How to Build a Motion Recognition Engine

We all know it's difficult to build software that understands motion. However, there's been significant  advances in the field that's making it more comprehensible for many engineers. For those who are developing a motion-enabled product, here is one framework that we use at Kiwi to develop an effective motion recognition engine.


One thing we've learned is that different categories of motions should be approached differently. Specifically, there are two very distinct categories of motions: Activity and Movement.


First up is activity recognition, which measures different types of activity. Activity refers to different states of a user, for example: sitting, standing, walking, running. Here, we typically measure the number of times or duration an activity has occurred.
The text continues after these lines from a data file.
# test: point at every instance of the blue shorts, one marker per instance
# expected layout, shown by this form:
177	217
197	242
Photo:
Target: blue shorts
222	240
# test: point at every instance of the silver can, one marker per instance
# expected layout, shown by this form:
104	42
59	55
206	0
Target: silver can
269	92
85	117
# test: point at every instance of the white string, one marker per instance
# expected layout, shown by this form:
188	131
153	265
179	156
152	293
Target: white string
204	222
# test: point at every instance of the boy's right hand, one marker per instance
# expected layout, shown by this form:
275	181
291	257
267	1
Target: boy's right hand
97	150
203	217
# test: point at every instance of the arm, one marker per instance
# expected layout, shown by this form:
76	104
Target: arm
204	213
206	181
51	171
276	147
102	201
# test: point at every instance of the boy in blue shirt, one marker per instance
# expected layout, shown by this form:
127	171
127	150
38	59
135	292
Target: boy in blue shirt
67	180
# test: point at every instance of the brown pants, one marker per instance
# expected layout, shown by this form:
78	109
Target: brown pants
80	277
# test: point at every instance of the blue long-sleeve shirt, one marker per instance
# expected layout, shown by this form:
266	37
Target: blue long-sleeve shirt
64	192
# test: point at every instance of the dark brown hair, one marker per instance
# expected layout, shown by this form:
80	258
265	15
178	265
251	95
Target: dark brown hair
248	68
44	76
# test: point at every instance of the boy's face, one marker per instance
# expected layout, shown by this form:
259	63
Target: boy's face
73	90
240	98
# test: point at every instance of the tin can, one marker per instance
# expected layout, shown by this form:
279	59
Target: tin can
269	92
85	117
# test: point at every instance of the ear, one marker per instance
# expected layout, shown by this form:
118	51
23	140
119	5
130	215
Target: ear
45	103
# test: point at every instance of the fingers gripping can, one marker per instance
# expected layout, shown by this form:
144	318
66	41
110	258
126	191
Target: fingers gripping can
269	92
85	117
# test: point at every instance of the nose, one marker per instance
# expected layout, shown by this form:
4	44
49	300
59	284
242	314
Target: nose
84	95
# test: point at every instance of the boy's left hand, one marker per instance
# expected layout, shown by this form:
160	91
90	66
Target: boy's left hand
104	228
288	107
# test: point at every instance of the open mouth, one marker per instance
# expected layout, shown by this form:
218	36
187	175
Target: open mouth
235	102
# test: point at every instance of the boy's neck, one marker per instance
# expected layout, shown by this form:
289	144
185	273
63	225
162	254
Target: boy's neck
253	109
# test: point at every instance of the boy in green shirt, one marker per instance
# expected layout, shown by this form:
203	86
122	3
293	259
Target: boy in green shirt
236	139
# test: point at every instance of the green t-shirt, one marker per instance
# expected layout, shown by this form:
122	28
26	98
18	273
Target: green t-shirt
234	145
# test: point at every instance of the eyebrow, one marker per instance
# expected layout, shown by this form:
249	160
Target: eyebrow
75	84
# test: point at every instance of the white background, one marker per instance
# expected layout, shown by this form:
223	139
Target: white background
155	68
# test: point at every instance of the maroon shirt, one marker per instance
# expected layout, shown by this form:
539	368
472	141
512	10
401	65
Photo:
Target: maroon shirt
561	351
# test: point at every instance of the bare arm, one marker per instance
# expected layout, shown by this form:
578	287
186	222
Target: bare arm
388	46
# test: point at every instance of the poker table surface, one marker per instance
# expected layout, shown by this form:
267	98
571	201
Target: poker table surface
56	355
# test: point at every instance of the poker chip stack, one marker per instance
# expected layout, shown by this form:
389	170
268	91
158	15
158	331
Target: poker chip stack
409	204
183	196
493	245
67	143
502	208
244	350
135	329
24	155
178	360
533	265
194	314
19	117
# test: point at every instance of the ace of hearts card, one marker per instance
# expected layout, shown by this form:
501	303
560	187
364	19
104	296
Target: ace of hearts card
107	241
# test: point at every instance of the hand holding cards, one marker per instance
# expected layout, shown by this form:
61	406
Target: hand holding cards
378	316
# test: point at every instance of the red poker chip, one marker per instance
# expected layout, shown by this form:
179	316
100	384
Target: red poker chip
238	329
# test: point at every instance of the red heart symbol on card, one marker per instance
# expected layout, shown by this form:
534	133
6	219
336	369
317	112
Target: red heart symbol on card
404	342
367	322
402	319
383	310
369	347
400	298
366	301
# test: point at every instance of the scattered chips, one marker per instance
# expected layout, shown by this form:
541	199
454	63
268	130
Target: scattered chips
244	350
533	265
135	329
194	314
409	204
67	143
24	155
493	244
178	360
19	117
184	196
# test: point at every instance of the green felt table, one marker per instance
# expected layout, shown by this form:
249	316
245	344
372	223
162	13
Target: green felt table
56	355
Movement recognition is a little more complex. These are the specific movements, not states, that you want to capture. The different movements that can be categorized are infinite - bat swing, wrench torquing, arm raise, etc. The questions asked for measuring movements are typically the following: when did the movement happen, how did the movement happen, and what information is useful from the movement.


The Kiwi Framework

We've broken down the Kiwi framework into 4 parts: Data collection, analysis type, personalization, and machine learning. Once you know whether you're doing activity recognition or movement recognition, you can approach these parts with more clarity.


1. Collect data

The cornerstone of any motion engine? A rich data set. Investing resources in collecting a plethora of relevant data will increase the effectiveness of your motion recognition engine. Data itself can be broken into three 'types' of data, all necessary for creating a motion engine:


Clean data - The basis for creating a model with different motions. This data is composed of moderated, consistent repetitions of a motion, with enough rest time between repetitions.


Natural data - Important for creating a model applicable in the real world. This data helps filter out false positives. In the real world, data is never clean, due to variation in users, inconsistency in doing a single motion, and other things between motions.


Garbage data - This data can be utilized for parameterizing the motion models. Think of this as movements the user may do, however should not be recognized as the correct motion. For example, if we want to track only the amount of jabs during a boxing session, we should collect data on other punch types (hooks, uppercut, etc.) to avoid misclassification.


Data collection types

A visual representation of these data types

2. Pattern-Based Analysis or Feature-Based Analysis?

There are two techniques you can use depending on which type of activities and motions are being tracked: pattern-based or feature-based. Pattern-based analysis is relatively simple to use and is perfect for large and distinctive motions (such as stick movements and ball pitching).


Feature-based analysis is a bit more sophisticated. You need to utilize various analysis techniques, such as digital signal analysis and statistical analysis. It becomes a powerful framework when recognizing small motions and not-so-distinct motions.


3. Personalization

Each individual has different footprints for the same motion. The recognition engine should account for all the variations.


But be warned, having an overly robust engine may cause inaccurate false positives. You need to fine-tune it and find what's best for your use-case. This is where natural and garbage data can be extremely handy to help develop a filter based on the collected data.

4. Machine Learning

Now that we know how to account for personalization, we need to understand how each person changes. Over time, each users' motions will change and develop, especially for use-cases like sports analytics. Make sure to have a layer in the engine where the models can be incrementally trained over time.

As the famous computer science idiom goes, “garbage in, garbage out.” It all starts from a rich data set - your model will reflect the quality of the data collected. Once the data is collected and organized, the rest will follow.